The Humidity Dependence of N2O5 Uptake to Citric Acid Aerosol Particles

Dinitrogen pentoxide is a significant reactive intermediate in the night time chemistry of nitrogen oxides. Depending on atmospheric conditions it can act either as a NO₃ radical reservoir or as a major NO_x sink by heterogeneous hydrolysis on aerosol surfaces. As such, it can influence tropospheric ozone production and therefore the oxidative capacity of the atmosphere. The heterogeneous loss of N₂O₅ to aerosol particles has remained uncertain, and reconciling lab and field data has demonstrated some gaps in our understanding of the detailed mechanism. We used the short-lived radioactive tracer ¹³N to study N₂O₅ uptake kinetics on aerosol particles in an aerosol flow reactor at ambient pressure, temperature and relative humidity. Citric acid, representing strongly oxidized polyfunctional organic compounds in atmospheric aerosols, has been chosen as a proxy due to its well established physical properties.
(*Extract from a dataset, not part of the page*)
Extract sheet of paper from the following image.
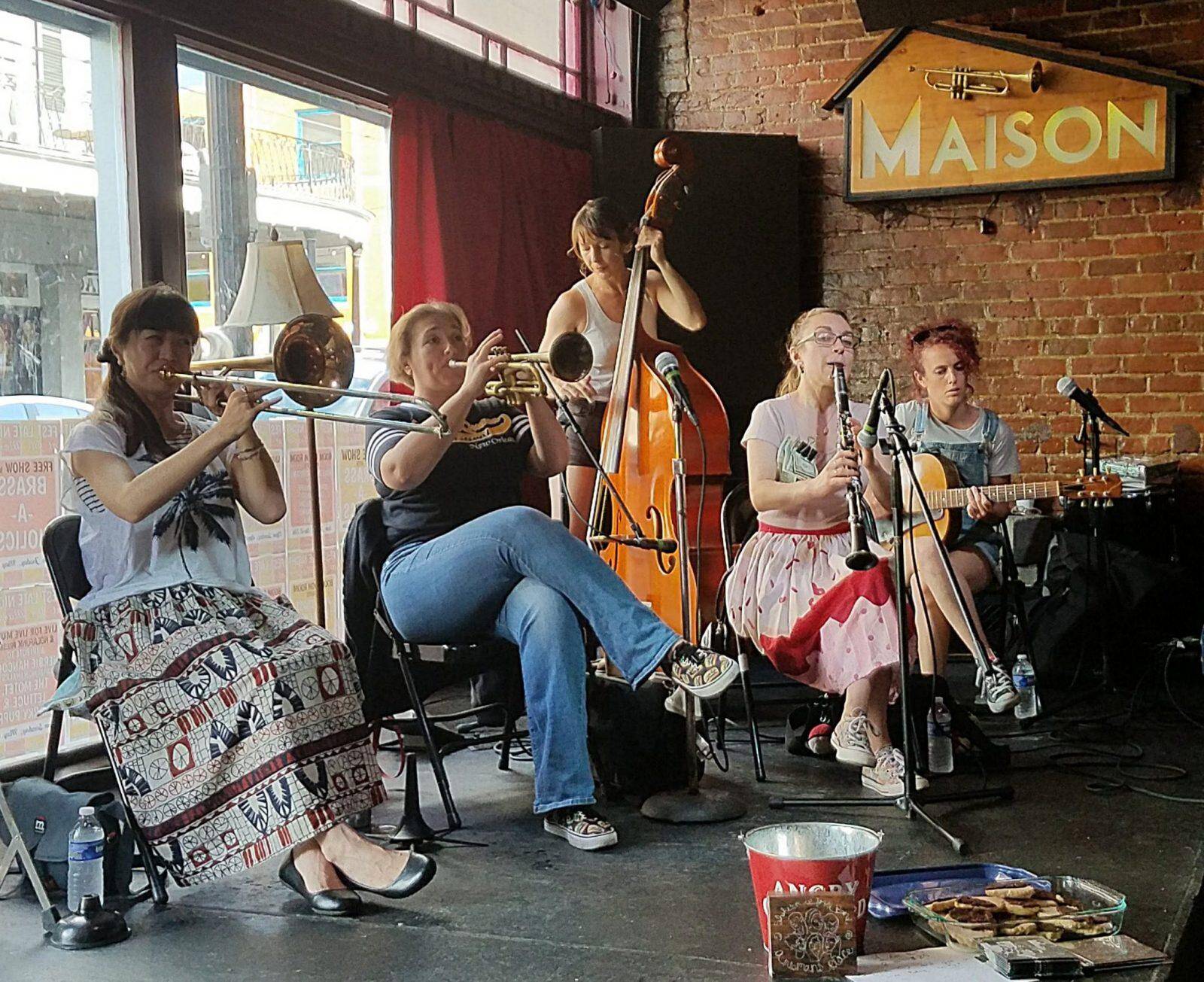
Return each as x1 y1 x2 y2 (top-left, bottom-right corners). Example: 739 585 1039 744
850 948 1003 982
Aerosol uptake measurements were performed with citric acid aerosols in a humidity range of 15-75 % RH, within which the uptake coefficient varies between about 0.001 and about 0.02. Taking into account the well established hygroscopic properties of citric acid, we interpret uptake in terms of disproportionation of N₂O₅ into nitrate ion and nitronium ion and reaction of the latter with liquid water.